Ülke siyasetinde dört önemli kalem var: Bunlar sırasıyla “demokratik iflas”, “kurumsal çöküş”, “ekonomik kriz”, “jeopolitik hamleler ve milliyetçi tahkimat”tan oluşuyor.
Kâh biri devreye giriyor, kâh aynı anda birkaçı ya da hepsi — ve gündem, siyasi parti tavırları, seçmen eğilimleri bu konular etrafında şekilleniyor.
Bu kalemler iki büyük zıt parçaya ayrılabilir.
İlk parça, muhalefet partilerinin siyasi alet çantasını oluşturan kriz, iflas ve çöküşlerden meydana geliyor. Öteki parça ise iktidar cenahının ilham kaynağı olan dış politik stratejiler ve milliyetçi tahkimattan…

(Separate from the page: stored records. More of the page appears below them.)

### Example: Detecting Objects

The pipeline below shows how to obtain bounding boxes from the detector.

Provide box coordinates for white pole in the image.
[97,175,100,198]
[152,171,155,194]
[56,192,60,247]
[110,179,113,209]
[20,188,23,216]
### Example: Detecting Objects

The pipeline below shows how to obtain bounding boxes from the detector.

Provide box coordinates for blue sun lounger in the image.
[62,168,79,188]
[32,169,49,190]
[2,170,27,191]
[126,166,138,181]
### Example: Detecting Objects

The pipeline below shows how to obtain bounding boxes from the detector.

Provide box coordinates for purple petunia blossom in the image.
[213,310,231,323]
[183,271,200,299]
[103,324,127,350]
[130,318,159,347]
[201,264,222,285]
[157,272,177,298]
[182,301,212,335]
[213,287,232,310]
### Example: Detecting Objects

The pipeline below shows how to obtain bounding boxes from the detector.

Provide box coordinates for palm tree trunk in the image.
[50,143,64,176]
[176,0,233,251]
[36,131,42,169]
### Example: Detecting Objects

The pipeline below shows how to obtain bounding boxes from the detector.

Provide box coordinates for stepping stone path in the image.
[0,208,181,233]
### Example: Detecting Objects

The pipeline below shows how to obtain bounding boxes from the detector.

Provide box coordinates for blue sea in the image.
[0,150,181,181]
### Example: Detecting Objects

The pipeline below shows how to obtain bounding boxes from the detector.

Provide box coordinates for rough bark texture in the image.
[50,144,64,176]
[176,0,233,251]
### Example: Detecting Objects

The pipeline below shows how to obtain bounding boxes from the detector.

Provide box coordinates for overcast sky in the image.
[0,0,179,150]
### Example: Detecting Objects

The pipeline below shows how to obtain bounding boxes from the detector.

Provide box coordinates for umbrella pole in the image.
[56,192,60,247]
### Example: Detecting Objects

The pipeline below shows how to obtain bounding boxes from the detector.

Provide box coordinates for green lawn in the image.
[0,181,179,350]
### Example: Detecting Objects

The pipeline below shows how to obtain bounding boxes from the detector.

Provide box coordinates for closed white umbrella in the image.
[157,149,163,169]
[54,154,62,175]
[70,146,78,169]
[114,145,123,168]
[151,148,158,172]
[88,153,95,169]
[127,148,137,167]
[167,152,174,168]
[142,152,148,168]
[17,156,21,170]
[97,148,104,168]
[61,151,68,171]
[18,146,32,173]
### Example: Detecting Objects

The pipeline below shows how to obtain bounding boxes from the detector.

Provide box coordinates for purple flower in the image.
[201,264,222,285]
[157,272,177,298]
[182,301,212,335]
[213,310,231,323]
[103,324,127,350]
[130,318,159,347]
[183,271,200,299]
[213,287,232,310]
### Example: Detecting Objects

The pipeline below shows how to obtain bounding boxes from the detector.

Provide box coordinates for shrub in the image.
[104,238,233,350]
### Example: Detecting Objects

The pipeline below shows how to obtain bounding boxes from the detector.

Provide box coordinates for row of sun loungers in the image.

İktidar cephesi, bu çerçevede, bir yandan jeopolitik hamlelere dayalı meydan okuyucu bir özgüven politikası izliyor. Diğer yandan egemenlik alanını genişleten, eski bölgesel statükoya itiraz eden yeni bir Türkiye iddiası ortaya koyuyor. En nihayet, bunlara yönelik kısmen sonuç veren somut hamleler yapıyor. Böylece ülkeye yeni bir hikaye anlatıyor. Bu hikayede, siyasetin merkezinde her anlamda ve alanda “sert, militarist varoluş” politikaları var. Nitekim bu bakış, kurumsal çöküşü, güçlü siyasi irade olarak tercüme ediyor. Demokratik iflası disiplinli, huzurlu toplumun kendisi veya olmasa olmazı olarak anlatıyor. Ekonomik krizi ülkeye yönelik kumpaslara bağlıyor.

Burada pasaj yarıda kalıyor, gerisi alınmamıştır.